The hyphen, en, and em dashes discussed here are part of the standard font package. The hyphen is in the Basic Latin section and the other two are found in the General Punctuation part of the font’s special characters listings.

Hyphens are punctuation, a part of the text. In the old days of the typewriter and early days of the computer, hyphens were doubled and tripled to substitute for dashes. This is unnecessary now as we have proper dashes available. The hyphen is also distinct from a minus sign, but mathematical expressions occur only rarely in our type of writing.

En Dash

En dashes are what Bringhurst (see resources section) calls analphabetic characters. His thought about the handling of them is different from traditional usage. The differences he considers significant take into account more languages than English, which most fonts are designed for.

In genealogical writing, the en dash is the strongest visual indicator for date ranges. En dashes are meant to separate the two ends of a range such as 1582–1752. Some textual terms can also benefit from its use. En dashes emphasize a separation between a prefix and a word in a compound term such as post–1945, or pre–marriage.

Em Dash

Em dashes separate thoughts. They represent missing data in some cases as in unknown surnames (—?—).

In terms of formatting, there are several micro-stylistic thoughts to consider. One is how much spacing there should be around the em dash.

Bringhurst would have us use spaces around the en dash as an alternative to the (subjectively) lengthy em dash as in “… – …”. Doing this would lead to putting a non-breaking space between the last characters before the en dash to keep the two together, possibly affecting a text’s justification.

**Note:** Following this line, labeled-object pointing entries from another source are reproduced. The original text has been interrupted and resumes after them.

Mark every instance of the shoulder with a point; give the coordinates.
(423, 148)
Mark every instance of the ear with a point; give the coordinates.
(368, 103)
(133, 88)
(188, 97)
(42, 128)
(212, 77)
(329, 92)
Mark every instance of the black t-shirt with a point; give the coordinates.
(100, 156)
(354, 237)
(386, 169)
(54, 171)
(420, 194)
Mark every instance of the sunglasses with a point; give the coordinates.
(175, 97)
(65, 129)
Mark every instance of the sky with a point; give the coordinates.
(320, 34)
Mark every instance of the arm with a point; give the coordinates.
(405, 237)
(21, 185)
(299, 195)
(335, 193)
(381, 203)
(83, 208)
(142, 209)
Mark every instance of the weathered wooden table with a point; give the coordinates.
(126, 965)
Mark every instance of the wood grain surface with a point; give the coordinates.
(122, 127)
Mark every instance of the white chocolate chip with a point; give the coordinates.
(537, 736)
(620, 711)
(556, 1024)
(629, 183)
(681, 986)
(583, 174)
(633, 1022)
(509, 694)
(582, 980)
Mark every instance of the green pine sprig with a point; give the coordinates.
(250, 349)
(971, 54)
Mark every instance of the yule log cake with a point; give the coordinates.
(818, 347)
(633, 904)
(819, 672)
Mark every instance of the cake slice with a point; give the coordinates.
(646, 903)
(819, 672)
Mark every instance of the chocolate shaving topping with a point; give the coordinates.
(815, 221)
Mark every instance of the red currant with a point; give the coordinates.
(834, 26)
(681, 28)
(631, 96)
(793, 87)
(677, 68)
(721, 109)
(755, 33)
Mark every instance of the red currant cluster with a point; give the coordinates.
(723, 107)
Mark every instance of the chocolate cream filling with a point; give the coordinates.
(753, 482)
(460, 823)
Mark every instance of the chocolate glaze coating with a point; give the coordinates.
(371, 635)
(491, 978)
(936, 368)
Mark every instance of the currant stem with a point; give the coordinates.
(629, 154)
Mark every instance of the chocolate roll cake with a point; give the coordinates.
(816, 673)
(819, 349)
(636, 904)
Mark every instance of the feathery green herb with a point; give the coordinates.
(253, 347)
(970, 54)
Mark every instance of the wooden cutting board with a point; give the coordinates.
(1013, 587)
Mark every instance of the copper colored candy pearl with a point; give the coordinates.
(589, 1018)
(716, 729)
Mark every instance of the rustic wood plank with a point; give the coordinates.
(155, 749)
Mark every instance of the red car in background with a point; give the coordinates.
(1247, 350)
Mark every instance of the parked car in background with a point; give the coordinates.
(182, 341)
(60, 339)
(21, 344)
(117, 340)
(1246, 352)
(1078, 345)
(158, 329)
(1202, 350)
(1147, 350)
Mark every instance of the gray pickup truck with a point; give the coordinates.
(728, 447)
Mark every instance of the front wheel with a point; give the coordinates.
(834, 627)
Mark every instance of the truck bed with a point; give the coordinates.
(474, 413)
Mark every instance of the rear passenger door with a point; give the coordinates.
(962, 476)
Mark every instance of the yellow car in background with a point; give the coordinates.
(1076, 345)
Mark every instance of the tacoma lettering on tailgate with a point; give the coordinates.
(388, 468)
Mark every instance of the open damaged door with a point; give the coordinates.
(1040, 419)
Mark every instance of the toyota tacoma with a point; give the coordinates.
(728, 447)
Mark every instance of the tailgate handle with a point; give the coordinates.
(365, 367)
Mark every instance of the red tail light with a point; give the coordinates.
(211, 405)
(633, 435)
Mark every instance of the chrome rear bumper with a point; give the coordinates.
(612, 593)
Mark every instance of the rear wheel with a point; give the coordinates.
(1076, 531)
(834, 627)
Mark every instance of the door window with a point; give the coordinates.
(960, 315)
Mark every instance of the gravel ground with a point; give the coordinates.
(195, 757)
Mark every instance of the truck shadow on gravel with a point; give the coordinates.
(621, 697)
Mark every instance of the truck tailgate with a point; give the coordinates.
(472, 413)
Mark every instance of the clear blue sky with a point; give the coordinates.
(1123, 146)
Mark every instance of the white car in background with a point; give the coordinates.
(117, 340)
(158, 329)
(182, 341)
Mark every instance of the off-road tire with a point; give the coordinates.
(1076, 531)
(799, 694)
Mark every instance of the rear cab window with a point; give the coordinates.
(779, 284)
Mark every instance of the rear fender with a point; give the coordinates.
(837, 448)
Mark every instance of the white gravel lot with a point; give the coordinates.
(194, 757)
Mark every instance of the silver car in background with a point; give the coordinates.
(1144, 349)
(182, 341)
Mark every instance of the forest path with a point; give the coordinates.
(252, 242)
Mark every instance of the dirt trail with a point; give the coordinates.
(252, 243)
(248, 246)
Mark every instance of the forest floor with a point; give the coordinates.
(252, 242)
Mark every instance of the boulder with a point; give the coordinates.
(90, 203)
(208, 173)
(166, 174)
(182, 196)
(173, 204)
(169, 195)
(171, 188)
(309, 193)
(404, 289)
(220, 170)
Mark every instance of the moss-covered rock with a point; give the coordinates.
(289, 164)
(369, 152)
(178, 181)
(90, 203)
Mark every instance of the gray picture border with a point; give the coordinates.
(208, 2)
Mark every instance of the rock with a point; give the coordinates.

One of the faults with Times New Roman is that the em dash is too long. Most professionally designed fonts compensate for the length of the em dash by making the capital M a more realistic width. Times New Roman was designed for a specific purpose: newspapers, and should only be used by that type of publication. Linux Libertine, on the other hand, was designed for more common publications such as this one, and books, so its readability is greater.

Illustration: Linux Libertine and Times New Roman em dashes

Hatcher, and Leclerc and Hoff (see resource section for both), differ on whether there should be spaces around an em dash in text. I would prefer the latter, and include the spaces. Doing this also requires that you pay attention to justification and word breaks at the beginning, so the dash doesn’t sit by itself at the beginning of a line.

My own thought on doubling or tripling the em dash for missing names is that it’s unnecessary. A triple dash, or in Unicode terminology a “horizontal bar” (―) can stand in. It is shorter, and more representative of the strong emphasis necessary. I prefer to denote missing data with just an em dash or as (—?—) [opening parenthesis em dash question mark em dash closing parenthesis].

Dumb and Curly Quotes, Redux

Using real quotes (curly “ / ”) raises the tone of what we read. It’s also what we’re most brought up to see in printed published materials. Online it’s another matter, though, since most early computer systems couldn’t handle curly quotes and kept the dumb quote from the teletype repertoire.